Sawyers have reported finding the chain saw they left in a remote tree overnight twisted and bent the next day, a feat that seemingly would take more than human strength.
“I bring out a tape measure, and I try to set realistic goals,” she explained about her research. “We’re dealing with an unidentified animal.”
Allabaugh has gathered an ample amount of hair, blood and excrement samples through the years that she has stored but hasn’t had tested because she doesn’t have the money it would take for forensic studies.
“If it’s what we think, it’s something between prehistoric and a mountain gorilla.”
Western Montana seems to be a hotbed for Sasquatch sightings. During the 2015 conference held in Hot Springs, Brian Sullivan, a 40-year veteran of Bigfoot research, said there have been well over 100 documented sightings of Sasquatch in Montana, mainly in the western half of the state.
Allabaugh, who has written two fictional books about Bigfoot with a third manuscript underway to complete the trilogy, also is compiling people’s personal accounts of sightings from Canada to Mexico for a book. She also acknowledges the prevalence of Western Montana sightings.
One inquiry came from a Columbia Falls resident who allegedly had seen the creature. Another sighting occurred on Thanksgiving in the Nyack Flats area near Glacier National Park. That witness has a fuzzy photo of something crossing a log in the distance, but what Allabaugh noticed was the creature’s “breath halo” that seems to indicate something much larger than a bear exhaling into the frosty air.
“There’s a fantastical factor,” she acknowledged. “But there’s a realist factor, too.
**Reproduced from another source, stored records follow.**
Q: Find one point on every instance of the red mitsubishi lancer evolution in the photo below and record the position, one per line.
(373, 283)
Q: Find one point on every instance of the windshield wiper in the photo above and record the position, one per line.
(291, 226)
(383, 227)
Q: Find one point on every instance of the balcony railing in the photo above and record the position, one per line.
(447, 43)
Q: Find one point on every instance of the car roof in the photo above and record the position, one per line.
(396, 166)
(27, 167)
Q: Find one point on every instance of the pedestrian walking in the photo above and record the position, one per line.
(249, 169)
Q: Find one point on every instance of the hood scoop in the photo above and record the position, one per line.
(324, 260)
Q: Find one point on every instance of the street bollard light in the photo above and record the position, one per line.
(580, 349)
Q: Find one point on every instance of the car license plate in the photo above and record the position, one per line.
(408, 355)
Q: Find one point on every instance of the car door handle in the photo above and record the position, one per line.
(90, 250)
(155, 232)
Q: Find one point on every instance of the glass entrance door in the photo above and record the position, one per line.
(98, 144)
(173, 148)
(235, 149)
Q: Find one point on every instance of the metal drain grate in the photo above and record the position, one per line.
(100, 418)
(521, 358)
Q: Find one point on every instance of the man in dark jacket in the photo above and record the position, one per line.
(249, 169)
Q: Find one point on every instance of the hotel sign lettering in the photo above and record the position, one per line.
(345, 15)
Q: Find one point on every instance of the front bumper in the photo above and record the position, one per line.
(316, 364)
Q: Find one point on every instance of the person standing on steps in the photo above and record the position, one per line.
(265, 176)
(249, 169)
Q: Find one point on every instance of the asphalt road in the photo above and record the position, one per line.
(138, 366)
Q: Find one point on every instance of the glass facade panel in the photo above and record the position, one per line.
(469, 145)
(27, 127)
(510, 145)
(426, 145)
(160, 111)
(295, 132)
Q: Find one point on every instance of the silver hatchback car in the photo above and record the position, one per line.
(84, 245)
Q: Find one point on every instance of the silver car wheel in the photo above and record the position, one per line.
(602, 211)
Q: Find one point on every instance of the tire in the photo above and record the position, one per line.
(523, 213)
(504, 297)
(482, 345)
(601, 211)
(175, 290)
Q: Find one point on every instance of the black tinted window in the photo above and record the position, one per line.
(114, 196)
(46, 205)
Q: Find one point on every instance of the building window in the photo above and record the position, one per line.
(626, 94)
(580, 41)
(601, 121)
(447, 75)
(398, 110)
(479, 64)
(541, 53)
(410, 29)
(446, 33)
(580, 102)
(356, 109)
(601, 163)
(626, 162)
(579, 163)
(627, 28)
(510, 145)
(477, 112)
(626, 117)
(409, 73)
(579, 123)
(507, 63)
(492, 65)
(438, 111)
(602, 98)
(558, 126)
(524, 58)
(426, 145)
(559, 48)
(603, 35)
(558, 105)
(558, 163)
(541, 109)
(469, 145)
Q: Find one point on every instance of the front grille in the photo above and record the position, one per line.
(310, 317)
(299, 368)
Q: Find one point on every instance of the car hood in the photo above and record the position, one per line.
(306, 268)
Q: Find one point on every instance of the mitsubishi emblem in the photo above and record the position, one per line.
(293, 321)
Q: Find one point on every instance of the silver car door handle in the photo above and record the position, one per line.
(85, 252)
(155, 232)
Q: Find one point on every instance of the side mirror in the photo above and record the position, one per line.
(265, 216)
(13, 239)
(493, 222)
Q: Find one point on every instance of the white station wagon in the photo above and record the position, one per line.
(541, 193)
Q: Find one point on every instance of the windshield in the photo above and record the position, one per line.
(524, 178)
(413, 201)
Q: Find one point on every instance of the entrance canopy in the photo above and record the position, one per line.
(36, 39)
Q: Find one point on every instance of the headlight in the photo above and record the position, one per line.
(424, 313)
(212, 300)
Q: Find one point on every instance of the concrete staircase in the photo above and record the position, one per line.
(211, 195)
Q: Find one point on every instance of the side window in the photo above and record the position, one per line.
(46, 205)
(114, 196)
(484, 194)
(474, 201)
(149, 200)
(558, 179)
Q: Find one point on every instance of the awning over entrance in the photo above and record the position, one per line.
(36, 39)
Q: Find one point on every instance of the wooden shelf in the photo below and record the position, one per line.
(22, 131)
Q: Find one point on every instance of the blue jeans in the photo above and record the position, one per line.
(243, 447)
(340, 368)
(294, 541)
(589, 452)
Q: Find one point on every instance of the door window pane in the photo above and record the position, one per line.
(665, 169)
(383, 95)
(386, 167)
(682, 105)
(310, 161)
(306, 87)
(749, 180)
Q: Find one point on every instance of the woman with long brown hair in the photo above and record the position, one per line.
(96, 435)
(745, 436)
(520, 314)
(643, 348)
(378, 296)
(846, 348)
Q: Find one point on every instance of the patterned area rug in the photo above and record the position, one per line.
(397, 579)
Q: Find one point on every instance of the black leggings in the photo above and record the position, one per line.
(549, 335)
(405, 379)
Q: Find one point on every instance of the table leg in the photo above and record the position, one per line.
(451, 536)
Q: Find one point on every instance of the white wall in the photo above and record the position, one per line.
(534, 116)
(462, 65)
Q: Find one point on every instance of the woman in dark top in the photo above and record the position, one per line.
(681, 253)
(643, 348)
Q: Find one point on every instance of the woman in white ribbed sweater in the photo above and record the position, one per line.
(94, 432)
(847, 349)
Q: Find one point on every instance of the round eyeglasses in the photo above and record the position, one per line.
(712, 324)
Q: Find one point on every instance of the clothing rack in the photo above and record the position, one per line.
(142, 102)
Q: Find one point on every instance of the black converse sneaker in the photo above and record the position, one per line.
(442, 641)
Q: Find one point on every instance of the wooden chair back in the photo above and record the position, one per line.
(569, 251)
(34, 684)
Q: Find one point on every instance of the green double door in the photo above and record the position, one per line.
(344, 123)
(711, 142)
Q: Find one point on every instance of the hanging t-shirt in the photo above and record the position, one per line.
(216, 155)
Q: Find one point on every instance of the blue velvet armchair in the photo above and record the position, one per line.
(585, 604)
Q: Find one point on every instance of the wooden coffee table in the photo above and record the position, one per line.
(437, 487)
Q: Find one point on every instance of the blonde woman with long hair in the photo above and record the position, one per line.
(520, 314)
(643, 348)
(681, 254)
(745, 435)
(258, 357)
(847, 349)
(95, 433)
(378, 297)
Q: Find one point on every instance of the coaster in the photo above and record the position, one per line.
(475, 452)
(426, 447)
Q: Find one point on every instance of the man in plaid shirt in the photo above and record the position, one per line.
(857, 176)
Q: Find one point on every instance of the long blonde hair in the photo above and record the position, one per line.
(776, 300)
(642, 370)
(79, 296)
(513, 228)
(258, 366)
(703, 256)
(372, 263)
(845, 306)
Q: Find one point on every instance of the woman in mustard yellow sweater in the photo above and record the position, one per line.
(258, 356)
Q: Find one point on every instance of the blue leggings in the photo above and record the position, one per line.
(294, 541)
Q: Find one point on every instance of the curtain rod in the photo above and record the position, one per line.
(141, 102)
“I have one big critic and my [response] to him is, ‘I don’t need to see Bigfoot to know he’s there. With Bigfoot you have your own set of beliefs, it’s like religion and politics. I’ve seen Bigfoot.”
In addition to her initial 1993 sighting, Allabaugh said she’s seen Bigfoot only one other time.
For Bigfoot believers, the quest is to get taken seriously.
“We’re not going to get anywhere without scientific research,” Allabaugh said.
Her own exhaustive research, she said, is personal.
“I’m an avid hunter, but I want to see them protected.”